Nous suivons donc cette créature du diable dans un long couloir sombre. Il est à peine éclairé, étroit. Tout pour vous donner l'impression d'étouffer. Arrivés au vestiaire, elle marque un arrêt et se retourne vers nous. Elle nous fait signe d'y déposer nos affaires. Je secoue la tête pour décliner l'offre.

- J'insiste. Mr Blauen a bien précisé que vous deviez vous délester de vos armes avant de le rejoindre.
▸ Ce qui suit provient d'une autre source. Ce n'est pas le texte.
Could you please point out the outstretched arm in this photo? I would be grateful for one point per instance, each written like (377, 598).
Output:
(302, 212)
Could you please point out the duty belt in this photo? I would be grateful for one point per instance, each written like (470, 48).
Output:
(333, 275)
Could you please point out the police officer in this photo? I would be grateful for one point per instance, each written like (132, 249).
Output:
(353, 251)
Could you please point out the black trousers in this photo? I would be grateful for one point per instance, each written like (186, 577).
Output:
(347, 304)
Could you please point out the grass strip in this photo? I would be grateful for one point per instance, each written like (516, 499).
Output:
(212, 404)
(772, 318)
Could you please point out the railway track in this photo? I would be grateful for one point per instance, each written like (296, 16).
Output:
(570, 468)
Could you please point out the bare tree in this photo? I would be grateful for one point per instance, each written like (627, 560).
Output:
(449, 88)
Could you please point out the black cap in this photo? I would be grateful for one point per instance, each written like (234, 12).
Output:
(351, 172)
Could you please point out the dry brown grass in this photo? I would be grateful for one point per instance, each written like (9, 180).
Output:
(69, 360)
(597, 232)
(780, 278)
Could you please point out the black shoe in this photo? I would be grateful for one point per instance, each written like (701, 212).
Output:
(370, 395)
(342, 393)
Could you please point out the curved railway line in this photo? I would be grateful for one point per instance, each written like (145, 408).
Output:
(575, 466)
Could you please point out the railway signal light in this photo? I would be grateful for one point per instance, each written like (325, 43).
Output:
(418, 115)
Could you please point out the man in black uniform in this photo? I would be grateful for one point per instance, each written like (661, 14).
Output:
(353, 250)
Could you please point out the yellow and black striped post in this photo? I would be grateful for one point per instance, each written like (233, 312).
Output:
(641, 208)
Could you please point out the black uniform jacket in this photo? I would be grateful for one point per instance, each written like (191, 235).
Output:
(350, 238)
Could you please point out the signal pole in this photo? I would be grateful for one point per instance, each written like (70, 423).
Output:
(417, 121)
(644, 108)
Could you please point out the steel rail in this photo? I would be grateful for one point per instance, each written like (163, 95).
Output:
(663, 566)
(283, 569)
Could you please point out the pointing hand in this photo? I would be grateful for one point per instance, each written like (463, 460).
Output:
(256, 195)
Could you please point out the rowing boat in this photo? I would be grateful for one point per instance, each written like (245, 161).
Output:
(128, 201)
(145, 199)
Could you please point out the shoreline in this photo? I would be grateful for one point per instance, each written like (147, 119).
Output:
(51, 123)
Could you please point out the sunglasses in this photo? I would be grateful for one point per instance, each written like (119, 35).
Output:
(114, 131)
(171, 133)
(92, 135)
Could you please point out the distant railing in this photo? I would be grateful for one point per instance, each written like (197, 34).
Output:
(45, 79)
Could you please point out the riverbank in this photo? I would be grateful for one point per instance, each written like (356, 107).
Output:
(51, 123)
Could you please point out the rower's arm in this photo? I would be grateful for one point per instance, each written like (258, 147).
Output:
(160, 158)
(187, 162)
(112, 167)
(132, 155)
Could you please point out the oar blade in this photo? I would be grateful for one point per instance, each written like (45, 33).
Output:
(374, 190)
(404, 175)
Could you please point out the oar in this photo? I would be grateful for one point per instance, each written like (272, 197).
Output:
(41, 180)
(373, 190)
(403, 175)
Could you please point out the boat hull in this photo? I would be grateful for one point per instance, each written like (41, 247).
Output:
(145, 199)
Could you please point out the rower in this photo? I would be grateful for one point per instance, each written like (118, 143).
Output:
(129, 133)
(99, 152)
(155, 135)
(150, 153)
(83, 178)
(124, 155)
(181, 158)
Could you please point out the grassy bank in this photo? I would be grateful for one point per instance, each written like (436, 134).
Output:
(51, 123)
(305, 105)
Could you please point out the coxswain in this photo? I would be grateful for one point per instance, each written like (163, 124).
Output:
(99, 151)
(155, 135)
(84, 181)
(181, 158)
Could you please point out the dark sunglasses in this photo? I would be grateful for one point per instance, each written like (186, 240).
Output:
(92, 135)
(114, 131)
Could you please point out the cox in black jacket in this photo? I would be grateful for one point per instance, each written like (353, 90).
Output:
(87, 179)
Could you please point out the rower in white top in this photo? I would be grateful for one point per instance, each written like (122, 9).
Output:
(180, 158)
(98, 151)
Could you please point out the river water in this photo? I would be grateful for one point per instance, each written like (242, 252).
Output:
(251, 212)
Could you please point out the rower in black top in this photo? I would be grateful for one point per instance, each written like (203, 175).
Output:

Putain de bordel de merde ! Il est prévoyant, l'enfoiré. Je dépose donc mon arme en même temps que ma veste. La femme-serpent ne me lâche pas des yeux.

- Le couteau aussi.

Je grogne mais le retire de ma chaussure. Je deviens trop prévisible. Ce n'est pas bon pour le travail. Le flic est prié de faire de même. Et nous voilà sans armes, face à une bande de démons, ou comment se faire harakiri avec le sourire.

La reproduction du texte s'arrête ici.